Note: I will point out that MIKEY allows for this today because the
certificates
      can be included in the MIKEY message. Not so for SDESC. If we "pop up
2 levels" 
      the certificates to the SIP level (instead of inside MIKEY inside SDP
in SIP), then
      we could have a solution that would work for both mechanisms, allowing
a UAC to
      advertize support for both mechanism. You could use S/MIME with both
mechanisms.

> -----Original Message-----
> From: Peterson, Jon [mailto:jon.peterson@neustar.biz] 

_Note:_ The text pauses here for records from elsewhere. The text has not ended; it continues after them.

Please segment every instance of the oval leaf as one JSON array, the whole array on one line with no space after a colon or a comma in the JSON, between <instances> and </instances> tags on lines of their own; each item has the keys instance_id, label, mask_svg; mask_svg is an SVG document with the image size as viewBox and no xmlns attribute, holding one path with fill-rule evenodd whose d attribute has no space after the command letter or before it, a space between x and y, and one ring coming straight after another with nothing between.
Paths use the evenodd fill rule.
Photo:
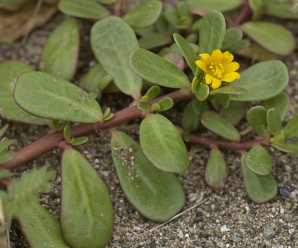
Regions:
<instances>
[{"instance_id":1,"label":"oval leaf","mask_svg":"<svg viewBox=\"0 0 298 248\"><path fill-rule=\"evenodd\" d=\"M199 128L200 116L193 108L193 101L189 102L182 115L182 126L187 132L194 132Z\"/></svg>"},{"instance_id":2,"label":"oval leaf","mask_svg":"<svg viewBox=\"0 0 298 248\"><path fill-rule=\"evenodd\" d=\"M102 121L100 106L87 92L46 72L22 74L14 98L22 109L42 118L83 123Z\"/></svg>"},{"instance_id":3,"label":"oval leaf","mask_svg":"<svg viewBox=\"0 0 298 248\"><path fill-rule=\"evenodd\" d=\"M220 49L225 37L226 22L222 13L218 11L208 12L202 22L199 37L199 54Z\"/></svg>"},{"instance_id":4,"label":"oval leaf","mask_svg":"<svg viewBox=\"0 0 298 248\"><path fill-rule=\"evenodd\" d=\"M188 41L185 40L180 34L174 34L173 37L180 51L182 52L188 66L193 72L196 72L196 61L199 59L199 56L195 53Z\"/></svg>"},{"instance_id":5,"label":"oval leaf","mask_svg":"<svg viewBox=\"0 0 298 248\"><path fill-rule=\"evenodd\" d=\"M228 120L215 112L205 111L202 114L201 122L206 128L228 140L240 140L238 130Z\"/></svg>"},{"instance_id":6,"label":"oval leaf","mask_svg":"<svg viewBox=\"0 0 298 248\"><path fill-rule=\"evenodd\" d=\"M86 19L102 19L110 15L107 8L89 0L62 0L58 8L65 14Z\"/></svg>"},{"instance_id":7,"label":"oval leaf","mask_svg":"<svg viewBox=\"0 0 298 248\"><path fill-rule=\"evenodd\" d=\"M63 152L60 225L65 241L76 248L104 248L112 237L113 206L97 172L76 150Z\"/></svg>"},{"instance_id":8,"label":"oval leaf","mask_svg":"<svg viewBox=\"0 0 298 248\"><path fill-rule=\"evenodd\" d=\"M213 189L222 189L226 185L227 178L228 172L225 160L220 150L213 148L205 168L205 182Z\"/></svg>"},{"instance_id":9,"label":"oval leaf","mask_svg":"<svg viewBox=\"0 0 298 248\"><path fill-rule=\"evenodd\" d=\"M276 108L271 108L267 111L267 124L273 135L278 135L281 131L281 118Z\"/></svg>"},{"instance_id":10,"label":"oval leaf","mask_svg":"<svg viewBox=\"0 0 298 248\"><path fill-rule=\"evenodd\" d=\"M279 18L298 19L298 13L294 11L294 2L280 2L266 0L266 14Z\"/></svg>"},{"instance_id":11,"label":"oval leaf","mask_svg":"<svg viewBox=\"0 0 298 248\"><path fill-rule=\"evenodd\" d=\"M242 30L261 46L279 55L287 55L295 47L292 33L274 23L246 22Z\"/></svg>"},{"instance_id":12,"label":"oval leaf","mask_svg":"<svg viewBox=\"0 0 298 248\"><path fill-rule=\"evenodd\" d=\"M130 54L129 64L148 82L169 88L190 85L187 76L175 65L145 49L134 49Z\"/></svg>"},{"instance_id":13,"label":"oval leaf","mask_svg":"<svg viewBox=\"0 0 298 248\"><path fill-rule=\"evenodd\" d=\"M107 75L101 64L95 65L87 74L81 79L81 86L88 92L95 92L98 90L98 83Z\"/></svg>"},{"instance_id":14,"label":"oval leaf","mask_svg":"<svg viewBox=\"0 0 298 248\"><path fill-rule=\"evenodd\" d=\"M228 86L220 87L216 90L212 90L210 92L210 95L225 94L225 95L237 95L238 96L245 92L247 92L247 90L244 88L228 85Z\"/></svg>"},{"instance_id":15,"label":"oval leaf","mask_svg":"<svg viewBox=\"0 0 298 248\"><path fill-rule=\"evenodd\" d=\"M256 131L261 137L268 137L267 130L267 110L262 106L252 107L247 112L248 124Z\"/></svg>"},{"instance_id":16,"label":"oval leaf","mask_svg":"<svg viewBox=\"0 0 298 248\"><path fill-rule=\"evenodd\" d=\"M232 96L233 101L263 101L277 96L289 82L288 70L278 60L255 64L240 73L240 79L231 86L241 87L247 92Z\"/></svg>"},{"instance_id":17,"label":"oval leaf","mask_svg":"<svg viewBox=\"0 0 298 248\"><path fill-rule=\"evenodd\" d=\"M244 163L249 170L260 176L268 175L272 168L270 155L262 146L250 149L244 158Z\"/></svg>"},{"instance_id":18,"label":"oval leaf","mask_svg":"<svg viewBox=\"0 0 298 248\"><path fill-rule=\"evenodd\" d=\"M152 166L140 145L122 132L112 131L111 147L121 187L142 215L166 221L179 212L185 195L176 176ZM129 160L124 161L123 156Z\"/></svg>"},{"instance_id":19,"label":"oval leaf","mask_svg":"<svg viewBox=\"0 0 298 248\"><path fill-rule=\"evenodd\" d=\"M286 139L291 139L298 135L298 114L295 114L288 122L284 128L284 132Z\"/></svg>"},{"instance_id":20,"label":"oval leaf","mask_svg":"<svg viewBox=\"0 0 298 248\"><path fill-rule=\"evenodd\" d=\"M47 120L26 113L13 99L17 78L29 71L32 71L32 68L20 61L8 61L0 65L0 115L8 120L46 124Z\"/></svg>"},{"instance_id":21,"label":"oval leaf","mask_svg":"<svg viewBox=\"0 0 298 248\"><path fill-rule=\"evenodd\" d=\"M116 16L98 21L91 30L91 46L95 57L114 78L117 87L125 94L139 99L142 79L128 64L130 51L139 47L131 27Z\"/></svg>"},{"instance_id":22,"label":"oval leaf","mask_svg":"<svg viewBox=\"0 0 298 248\"><path fill-rule=\"evenodd\" d=\"M123 19L133 28L145 28L157 21L161 9L161 2L147 1L130 10Z\"/></svg>"},{"instance_id":23,"label":"oval leaf","mask_svg":"<svg viewBox=\"0 0 298 248\"><path fill-rule=\"evenodd\" d=\"M79 56L79 23L67 19L48 38L41 54L41 68L70 81L77 68Z\"/></svg>"},{"instance_id":24,"label":"oval leaf","mask_svg":"<svg viewBox=\"0 0 298 248\"><path fill-rule=\"evenodd\" d=\"M28 207L22 207L16 217L30 247L69 247L63 240L58 220L39 203L34 202Z\"/></svg>"},{"instance_id":25,"label":"oval leaf","mask_svg":"<svg viewBox=\"0 0 298 248\"><path fill-rule=\"evenodd\" d=\"M179 53L176 52L168 52L165 55L162 56L165 60L169 61L173 65L175 65L179 70L183 71L185 62Z\"/></svg>"},{"instance_id":26,"label":"oval leaf","mask_svg":"<svg viewBox=\"0 0 298 248\"><path fill-rule=\"evenodd\" d=\"M198 85L196 90L196 98L199 101L205 101L209 96L209 86L207 84Z\"/></svg>"},{"instance_id":27,"label":"oval leaf","mask_svg":"<svg viewBox=\"0 0 298 248\"><path fill-rule=\"evenodd\" d=\"M230 102L227 108L222 108L220 115L227 119L233 126L237 125L245 115L245 107L239 102Z\"/></svg>"},{"instance_id":28,"label":"oval leaf","mask_svg":"<svg viewBox=\"0 0 298 248\"><path fill-rule=\"evenodd\" d=\"M140 143L145 156L158 169L175 173L187 171L185 144L175 126L162 115L149 115L142 121Z\"/></svg>"},{"instance_id":29,"label":"oval leaf","mask_svg":"<svg viewBox=\"0 0 298 248\"><path fill-rule=\"evenodd\" d=\"M239 28L229 28L225 33L221 50L227 50L242 39L242 31Z\"/></svg>"},{"instance_id":30,"label":"oval leaf","mask_svg":"<svg viewBox=\"0 0 298 248\"><path fill-rule=\"evenodd\" d=\"M276 97L264 101L263 106L266 109L276 108L279 111L281 120L283 120L284 118L286 118L286 115L289 111L290 99L287 94L281 93Z\"/></svg>"},{"instance_id":31,"label":"oval leaf","mask_svg":"<svg viewBox=\"0 0 298 248\"><path fill-rule=\"evenodd\" d=\"M153 49L171 43L171 36L167 34L151 33L139 39L139 46L144 49Z\"/></svg>"},{"instance_id":32,"label":"oval leaf","mask_svg":"<svg viewBox=\"0 0 298 248\"><path fill-rule=\"evenodd\" d=\"M259 176L248 170L244 164L244 156L241 158L241 168L246 192L254 202L263 203L276 196L277 184L271 174Z\"/></svg>"},{"instance_id":33,"label":"oval leaf","mask_svg":"<svg viewBox=\"0 0 298 248\"><path fill-rule=\"evenodd\" d=\"M241 5L241 0L187 0L191 8L201 8L204 10L218 10L221 12L235 9Z\"/></svg>"}]
</instances>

> Sent: Wednesday, April 06, 2005 12:39
> To: Audet, Francois [SC100:9T51:EXCH]; Fries Steffen; fluffy@cisco.com
> Cc: IETF SIP List
> Subject: RE: [Sip] RE: Question to Identity draft
> 
> 
> 
> I agree that the problems you describe below are all 
> retargeting problems. The retargeting draft 
> (peterson-sipping-retarget-00 Section 2.3) notes that this 
> problem applies to the RFC3261 INVITE-like certificate 
> exchange mechanism. All in all, though, I'm pretty sure that 
> these sorts of problems are more tractable in a 
> SUBSCRIBE-like model for certificate acquisition than they 
> are in an INVITE-like model for certificate acquisition.